Le Point : La démission de Nicolas Hulot, totem de l’écologie, marque-t-elle un échec dans la lutte contre les changements climatiques et autres défis environnementaux ?

Clémentine Autain : Je n’ai jamais cru qu’il y aurait une possibilité de mener la transition énergétique dans un gouvernement avec Macron qui est étranger à la cause environnementale. Rester enfermé dans l’austérité budgétaire ne permet pas d’investir dans la transition énergétique. Et le libéralisme économique, la course au profit, le monde marchand promus par Bruxelles comme par les gouvernements français successifs, c’est un moule totalement hostile pour répondre à l’urgence écologique et engager un changement de modèle social et économique. Le pari de Nicolas Hulot était au fond mal emmanché depuis le départ.

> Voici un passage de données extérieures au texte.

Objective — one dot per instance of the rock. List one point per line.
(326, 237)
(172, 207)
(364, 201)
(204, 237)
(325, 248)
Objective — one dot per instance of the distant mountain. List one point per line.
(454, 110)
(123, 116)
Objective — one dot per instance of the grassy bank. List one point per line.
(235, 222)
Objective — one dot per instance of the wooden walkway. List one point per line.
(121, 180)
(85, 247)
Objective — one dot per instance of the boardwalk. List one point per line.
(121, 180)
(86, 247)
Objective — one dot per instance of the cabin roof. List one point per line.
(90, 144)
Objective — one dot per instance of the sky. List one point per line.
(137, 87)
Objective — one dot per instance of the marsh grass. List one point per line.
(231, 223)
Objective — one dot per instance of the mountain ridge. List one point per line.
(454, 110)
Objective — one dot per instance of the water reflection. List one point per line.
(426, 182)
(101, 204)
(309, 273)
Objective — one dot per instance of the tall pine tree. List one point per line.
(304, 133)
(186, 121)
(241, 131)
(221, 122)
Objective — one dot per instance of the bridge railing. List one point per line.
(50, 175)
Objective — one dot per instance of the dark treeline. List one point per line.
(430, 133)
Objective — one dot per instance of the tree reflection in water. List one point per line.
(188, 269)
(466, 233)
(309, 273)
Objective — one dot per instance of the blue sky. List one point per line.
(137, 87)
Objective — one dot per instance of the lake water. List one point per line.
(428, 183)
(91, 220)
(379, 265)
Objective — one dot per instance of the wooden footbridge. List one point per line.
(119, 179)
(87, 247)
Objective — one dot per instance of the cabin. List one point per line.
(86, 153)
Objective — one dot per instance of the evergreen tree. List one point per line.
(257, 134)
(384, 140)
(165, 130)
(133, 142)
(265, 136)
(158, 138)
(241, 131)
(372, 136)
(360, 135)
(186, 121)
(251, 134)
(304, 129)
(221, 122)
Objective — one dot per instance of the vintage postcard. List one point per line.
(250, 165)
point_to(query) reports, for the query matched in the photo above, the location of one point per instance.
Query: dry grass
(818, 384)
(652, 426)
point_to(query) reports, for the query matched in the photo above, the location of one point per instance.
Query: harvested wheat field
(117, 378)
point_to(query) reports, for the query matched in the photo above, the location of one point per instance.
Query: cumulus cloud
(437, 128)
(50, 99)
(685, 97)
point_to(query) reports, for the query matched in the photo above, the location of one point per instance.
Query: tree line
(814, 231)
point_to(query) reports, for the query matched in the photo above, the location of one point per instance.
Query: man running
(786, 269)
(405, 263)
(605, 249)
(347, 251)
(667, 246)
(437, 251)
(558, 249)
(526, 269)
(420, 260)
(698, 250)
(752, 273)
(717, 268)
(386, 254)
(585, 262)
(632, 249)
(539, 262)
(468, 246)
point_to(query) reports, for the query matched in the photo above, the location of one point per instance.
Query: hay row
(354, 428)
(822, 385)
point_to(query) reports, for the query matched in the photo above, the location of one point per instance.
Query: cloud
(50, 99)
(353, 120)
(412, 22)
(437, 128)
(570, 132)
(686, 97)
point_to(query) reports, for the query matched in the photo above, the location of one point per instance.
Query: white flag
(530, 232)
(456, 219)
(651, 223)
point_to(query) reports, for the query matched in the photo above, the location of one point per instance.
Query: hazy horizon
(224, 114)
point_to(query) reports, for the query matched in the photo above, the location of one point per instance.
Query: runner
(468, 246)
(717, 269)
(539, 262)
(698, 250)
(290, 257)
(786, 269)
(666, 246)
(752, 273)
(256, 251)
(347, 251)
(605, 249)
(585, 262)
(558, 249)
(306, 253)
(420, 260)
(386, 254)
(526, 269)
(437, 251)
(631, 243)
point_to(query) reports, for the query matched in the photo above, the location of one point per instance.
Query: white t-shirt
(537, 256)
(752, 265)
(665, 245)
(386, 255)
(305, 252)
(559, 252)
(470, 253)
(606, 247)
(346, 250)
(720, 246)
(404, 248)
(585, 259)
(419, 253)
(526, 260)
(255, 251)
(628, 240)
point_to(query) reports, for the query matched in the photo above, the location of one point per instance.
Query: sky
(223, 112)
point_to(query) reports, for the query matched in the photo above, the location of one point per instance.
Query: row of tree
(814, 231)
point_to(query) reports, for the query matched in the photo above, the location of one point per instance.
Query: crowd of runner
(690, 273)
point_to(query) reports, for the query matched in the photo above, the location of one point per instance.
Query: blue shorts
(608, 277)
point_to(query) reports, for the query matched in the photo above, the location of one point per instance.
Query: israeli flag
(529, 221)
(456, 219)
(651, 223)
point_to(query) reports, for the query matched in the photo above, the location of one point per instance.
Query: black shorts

Il a voulu le mener quand même et je trouve fort que, au bout d’un an seulement, il mette la clé sous la porte en pointant l’impossibilité de mener une politique écologiste en raison des traités de libre-échange, comme le Ceta, du régime sec des budgets publics, de l’obsessionnelle quête de croissance des élites dominantes et de leur incapacité à agir pour le temps plus long. C’est ce que nous ne cessons de répéter. Pour affronter l’urgence climatique, préserver la biodiversité comme notre santé et la vie humaine, il faut sortir de l’austérité et du néolibéralisme, et enclencher une transition vers un nouveau modèle de développement.

Vous saluez toutefois la manière dont Nicolas Hulot a annoncé son départ…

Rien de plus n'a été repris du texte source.